Re: [PATCH v2 perf/core] perf script: fix a use after free crash.

From: Krister Johansen
Date: Fri Jan 06 2017 - 01:24:31 EST


On Wed, Jan 04, 2017 at 12:37:39AM -0800, Krister Johansen wrote:
> On Mon, Jan 02, 2017 at 09:30:33PM -0300, Arnaldo Carvalho de Melo wrote:
> > Em Mon, Jan 02, 2017 at 04:39:04PM -0300, Arnaldo Carvalho de Melo escreveu:
> > > Em Mon, Jan 02, 2017 at 02:36:57PM -0300, Arnaldo Carvalho de Melo escreveu:
> > > > Em Mon, Jan 02, 2017 at 02:35:30PM -0300, Arnaldo Carvalho de Melo escreveu:
> > > > > Em Mon, Jan 02, 2017 at 12:15:14PM -0300, Arnaldo Carvalho de Melo escreveu:
> > > > {
> > > > zfree(&iter->priv);
> > > > iter->he = NULL;
> > > > + map__zput(al->map);
> > >
> > > What this pairs to? I was expecting that since this is called via:
> > >
> > > hist_entry_iter__add()
> > > {
> > > <SNIP>
> > > err2 = iter->ops->finish_entry(iter, al);
> > > }
> > >
> > > Then it would have to match something done earlier in
> > > hist_entry_iter__add(), most likely by some iter->ops->() method, but I
> > > couldn'd find anything to that extent, can you clarify?
> >
> > With the following patch it has been running all day, care to explain
> > why it is needed? I need to run this on valgrind or with Masami's
> > refcount debugger to get more clues :-\
>
> Let me try a version of this patch that dispenses with the code in both
> fill_callchain_info() and iter_finish_cumulative_entry. However, before
> I do that I'll make sure I can figure out how to reproduce the core that
> you were seeing. I don't want to send you yet another patch that
> doesn't run. The busy system may be the clue I needed. I had been
> running these on a mostly idle system.

I was able to reproduce your assertion failure using more load on a
system. After fixing up the issues caused by incorrectly updating the
refcounts in the hist_entry_iter's function pointers, I re-ran my own
tests and found that I was still getting a failure for 'perf report'.

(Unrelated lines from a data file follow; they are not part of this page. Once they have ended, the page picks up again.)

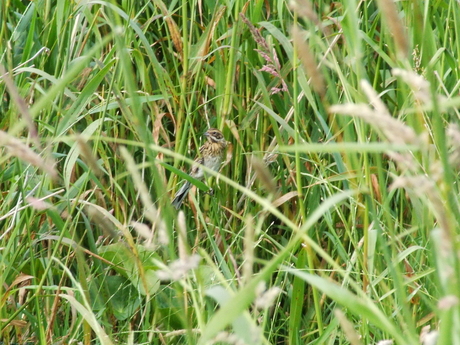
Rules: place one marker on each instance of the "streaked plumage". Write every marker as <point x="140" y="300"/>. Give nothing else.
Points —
<point x="211" y="156"/>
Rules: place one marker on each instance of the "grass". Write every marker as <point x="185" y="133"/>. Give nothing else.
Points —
<point x="335" y="221"/>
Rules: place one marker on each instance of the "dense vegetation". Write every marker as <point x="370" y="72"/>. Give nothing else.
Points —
<point x="335" y="219"/>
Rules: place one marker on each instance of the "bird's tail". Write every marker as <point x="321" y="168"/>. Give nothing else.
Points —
<point x="181" y="194"/>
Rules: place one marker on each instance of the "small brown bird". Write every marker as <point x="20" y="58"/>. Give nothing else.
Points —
<point x="211" y="156"/>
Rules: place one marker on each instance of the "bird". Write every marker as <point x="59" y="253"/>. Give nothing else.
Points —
<point x="211" y="155"/>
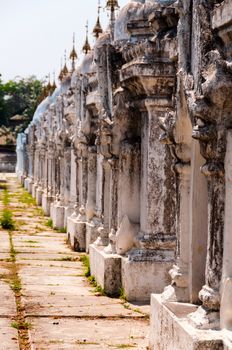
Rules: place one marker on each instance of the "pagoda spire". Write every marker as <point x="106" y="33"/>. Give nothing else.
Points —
<point x="86" y="48"/>
<point x="112" y="6"/>
<point x="61" y="75"/>
<point x="73" y="55"/>
<point x="65" y="69"/>
<point x="97" y="30"/>
<point x="54" y="82"/>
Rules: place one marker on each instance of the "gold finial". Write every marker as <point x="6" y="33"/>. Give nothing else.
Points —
<point x="86" y="48"/>
<point x="61" y="75"/>
<point x="97" y="30"/>
<point x="112" y="5"/>
<point x="65" y="69"/>
<point x="73" y="54"/>
<point x="54" y="82"/>
<point x="49" y="86"/>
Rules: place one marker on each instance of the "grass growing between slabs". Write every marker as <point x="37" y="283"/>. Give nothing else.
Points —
<point x="12" y="277"/>
<point x="6" y="218"/>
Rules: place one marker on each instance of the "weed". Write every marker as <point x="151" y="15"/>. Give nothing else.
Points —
<point x="21" y="325"/>
<point x="97" y="288"/>
<point x="16" y="285"/>
<point x="6" y="199"/>
<point x="122" y="294"/>
<point x="61" y="230"/>
<point x="3" y="186"/>
<point x="86" y="263"/>
<point x="6" y="220"/>
<point x="124" y="346"/>
<point x="84" y="342"/>
<point x="67" y="258"/>
<point x="49" y="223"/>
<point x="27" y="198"/>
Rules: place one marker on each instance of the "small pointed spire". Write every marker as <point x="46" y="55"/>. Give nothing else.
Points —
<point x="54" y="81"/>
<point x="97" y="30"/>
<point x="49" y="86"/>
<point x="61" y="75"/>
<point x="86" y="48"/>
<point x="112" y="5"/>
<point x="73" y="54"/>
<point x="65" y="69"/>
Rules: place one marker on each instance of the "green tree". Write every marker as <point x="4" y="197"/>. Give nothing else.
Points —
<point x="19" y="97"/>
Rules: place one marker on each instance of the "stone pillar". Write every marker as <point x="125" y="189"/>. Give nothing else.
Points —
<point x="226" y="288"/>
<point x="158" y="189"/>
<point x="91" y="227"/>
<point x="212" y="148"/>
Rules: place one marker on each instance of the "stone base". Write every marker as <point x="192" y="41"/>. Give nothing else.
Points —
<point x="38" y="196"/>
<point x="91" y="235"/>
<point x="71" y="231"/>
<point x="34" y="189"/>
<point x="171" y="330"/>
<point x="141" y="278"/>
<point x="67" y="213"/>
<point x="57" y="215"/>
<point x="46" y="204"/>
<point x="28" y="183"/>
<point x="106" y="268"/>
<point x="227" y="340"/>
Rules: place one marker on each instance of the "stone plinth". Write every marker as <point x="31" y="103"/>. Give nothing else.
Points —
<point x="76" y="232"/>
<point x="39" y="195"/>
<point x="67" y="213"/>
<point x="46" y="204"/>
<point x="170" y="329"/>
<point x="91" y="234"/>
<point x="106" y="268"/>
<point x="34" y="189"/>
<point x="141" y="278"/>
<point x="57" y="215"/>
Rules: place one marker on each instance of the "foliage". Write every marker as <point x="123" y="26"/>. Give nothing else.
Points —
<point x="49" y="223"/>
<point x="19" y="97"/>
<point x="6" y="220"/>
<point x="86" y="263"/>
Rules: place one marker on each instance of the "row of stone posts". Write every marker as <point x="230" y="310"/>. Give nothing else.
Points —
<point x="132" y="156"/>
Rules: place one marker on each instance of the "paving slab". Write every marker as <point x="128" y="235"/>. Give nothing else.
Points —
<point x="71" y="333"/>
<point x="65" y="311"/>
<point x="8" y="335"/>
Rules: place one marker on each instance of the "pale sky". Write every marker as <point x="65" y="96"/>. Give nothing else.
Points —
<point x="35" y="33"/>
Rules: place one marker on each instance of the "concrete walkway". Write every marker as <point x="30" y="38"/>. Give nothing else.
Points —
<point x="46" y="300"/>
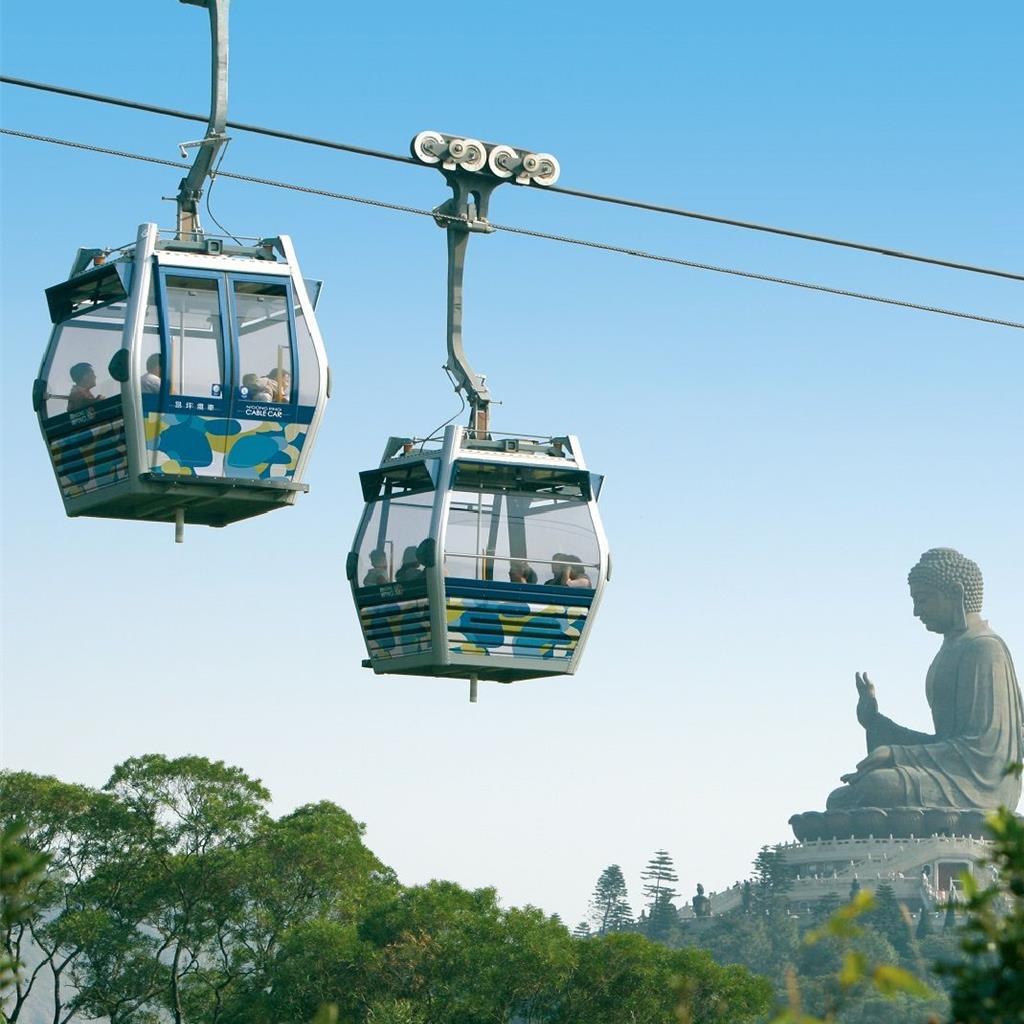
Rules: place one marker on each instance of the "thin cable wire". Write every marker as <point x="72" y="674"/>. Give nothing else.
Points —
<point x="209" y="193"/>
<point x="434" y="433"/>
<point x="560" y="189"/>
<point x="511" y="229"/>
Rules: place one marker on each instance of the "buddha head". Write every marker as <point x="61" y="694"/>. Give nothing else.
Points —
<point x="945" y="588"/>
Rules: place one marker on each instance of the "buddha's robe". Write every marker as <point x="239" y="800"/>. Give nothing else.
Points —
<point x="976" y="707"/>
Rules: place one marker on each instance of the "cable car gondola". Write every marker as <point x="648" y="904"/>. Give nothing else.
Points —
<point x="184" y="378"/>
<point x="481" y="557"/>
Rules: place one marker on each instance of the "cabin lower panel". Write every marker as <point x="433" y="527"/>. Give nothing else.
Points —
<point x="204" y="503"/>
<point x="188" y="444"/>
<point x="90" y="459"/>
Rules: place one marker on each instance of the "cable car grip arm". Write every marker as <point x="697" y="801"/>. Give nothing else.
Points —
<point x="462" y="215"/>
<point x="190" y="188"/>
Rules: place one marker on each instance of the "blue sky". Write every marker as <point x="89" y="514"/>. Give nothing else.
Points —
<point x="775" y="460"/>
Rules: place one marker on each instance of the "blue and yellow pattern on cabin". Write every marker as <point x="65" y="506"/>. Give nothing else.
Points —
<point x="189" y="444"/>
<point x="495" y="625"/>
<point x="88" y="449"/>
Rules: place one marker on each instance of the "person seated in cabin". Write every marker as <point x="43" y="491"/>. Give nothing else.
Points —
<point x="521" y="572"/>
<point x="281" y="385"/>
<point x="560" y="568"/>
<point x="275" y="386"/>
<point x="153" y="378"/>
<point x="411" y="569"/>
<point x="378" y="574"/>
<point x="578" y="574"/>
<point x="250" y="385"/>
<point x="81" y="396"/>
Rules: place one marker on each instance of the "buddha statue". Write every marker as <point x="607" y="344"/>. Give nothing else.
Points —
<point x="975" y="700"/>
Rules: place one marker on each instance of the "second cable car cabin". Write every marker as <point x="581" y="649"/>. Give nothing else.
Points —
<point x="183" y="381"/>
<point x="481" y="559"/>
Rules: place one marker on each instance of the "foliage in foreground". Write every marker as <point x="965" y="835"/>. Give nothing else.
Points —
<point x="171" y="895"/>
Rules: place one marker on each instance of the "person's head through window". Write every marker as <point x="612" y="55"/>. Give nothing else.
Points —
<point x="378" y="574"/>
<point x="521" y="572"/>
<point x="577" y="574"/>
<point x="84" y="379"/>
<point x="154" y="374"/>
<point x="559" y="570"/>
<point x="411" y="567"/>
<point x="281" y="384"/>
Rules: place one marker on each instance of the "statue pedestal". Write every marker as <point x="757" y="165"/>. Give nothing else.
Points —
<point x="902" y="822"/>
<point x="922" y="871"/>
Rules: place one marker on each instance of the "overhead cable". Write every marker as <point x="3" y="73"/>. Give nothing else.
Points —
<point x="561" y="189"/>
<point x="511" y="229"/>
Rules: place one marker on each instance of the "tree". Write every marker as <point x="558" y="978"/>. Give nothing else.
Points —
<point x="609" y="907"/>
<point x="460" y="957"/>
<point x="772" y="880"/>
<point x="22" y="870"/>
<point x="892" y="920"/>
<point x="662" y="914"/>
<point x="178" y="888"/>
<point x="74" y="828"/>
<point x="626" y="978"/>
<point x="988" y="982"/>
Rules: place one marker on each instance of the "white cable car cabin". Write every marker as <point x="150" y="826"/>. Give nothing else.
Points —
<point x="183" y="381"/>
<point x="482" y="559"/>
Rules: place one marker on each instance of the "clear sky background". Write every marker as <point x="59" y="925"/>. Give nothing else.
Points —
<point x="776" y="460"/>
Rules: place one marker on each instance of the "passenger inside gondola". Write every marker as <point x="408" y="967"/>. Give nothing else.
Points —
<point x="81" y="396"/>
<point x="521" y="572"/>
<point x="411" y="569"/>
<point x="578" y="574"/>
<point x="153" y="377"/>
<point x="378" y="574"/>
<point x="560" y="568"/>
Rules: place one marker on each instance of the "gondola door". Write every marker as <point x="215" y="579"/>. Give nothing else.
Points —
<point x="186" y="385"/>
<point x="267" y="430"/>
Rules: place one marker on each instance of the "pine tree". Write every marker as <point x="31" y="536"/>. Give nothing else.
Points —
<point x="891" y="919"/>
<point x="772" y="880"/>
<point x="609" y="907"/>
<point x="658" y="872"/>
<point x="949" y="922"/>
<point x="662" y="914"/>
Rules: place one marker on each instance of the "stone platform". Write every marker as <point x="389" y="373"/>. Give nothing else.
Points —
<point x="922" y="870"/>
<point x="898" y="822"/>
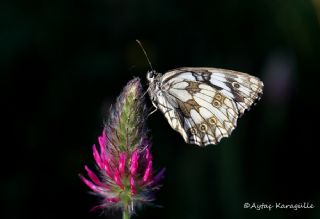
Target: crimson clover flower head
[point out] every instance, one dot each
(123, 159)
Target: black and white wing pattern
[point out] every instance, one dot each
(203, 104)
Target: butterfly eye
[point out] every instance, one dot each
(235, 85)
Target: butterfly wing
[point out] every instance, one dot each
(203, 104)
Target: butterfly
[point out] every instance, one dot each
(203, 104)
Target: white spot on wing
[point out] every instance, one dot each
(182, 95)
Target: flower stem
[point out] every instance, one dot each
(125, 213)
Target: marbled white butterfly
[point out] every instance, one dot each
(203, 104)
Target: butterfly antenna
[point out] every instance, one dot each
(145, 53)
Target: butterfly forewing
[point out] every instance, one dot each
(203, 104)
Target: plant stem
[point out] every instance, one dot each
(125, 214)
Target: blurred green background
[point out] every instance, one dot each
(63, 62)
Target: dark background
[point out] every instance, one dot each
(63, 62)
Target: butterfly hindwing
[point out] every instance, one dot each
(203, 104)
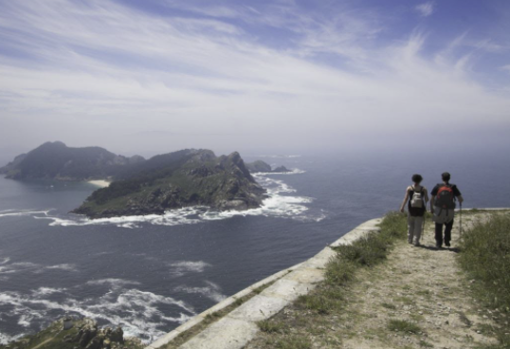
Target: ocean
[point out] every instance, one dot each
(149, 274)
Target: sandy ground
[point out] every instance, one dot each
(418, 285)
(99, 183)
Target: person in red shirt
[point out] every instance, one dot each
(442, 207)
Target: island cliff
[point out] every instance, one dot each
(260, 166)
(175, 180)
(55, 160)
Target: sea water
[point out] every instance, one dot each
(149, 274)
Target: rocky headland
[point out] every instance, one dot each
(76, 333)
(180, 179)
(260, 166)
(175, 180)
(56, 161)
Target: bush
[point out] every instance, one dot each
(367, 251)
(486, 257)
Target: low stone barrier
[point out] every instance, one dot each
(238, 327)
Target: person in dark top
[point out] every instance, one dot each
(442, 207)
(417, 197)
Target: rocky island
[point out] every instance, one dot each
(55, 160)
(175, 180)
(184, 178)
(260, 166)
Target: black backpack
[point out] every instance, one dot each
(445, 198)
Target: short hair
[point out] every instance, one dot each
(417, 178)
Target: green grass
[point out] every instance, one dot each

The problem there seemed to be that a map was getting into a hist entry,
but was freed before the entry was actually created. The call to
hist_entry__init() that took a reference on the map was actually getting
freed memory by the time it tried to increment the reference count.

To address that, I modified hist_entry_iter__add() to take a reference
on the incoming al->map, if one exists. It drops that reference on the
way out of the function. With that change, I'm able to pass both your
'perf top' test under load and my own tests against a kernel without
debug info, but a kmod that has it.

I'll send out a v3 in just a moment.

Thanks again,

-K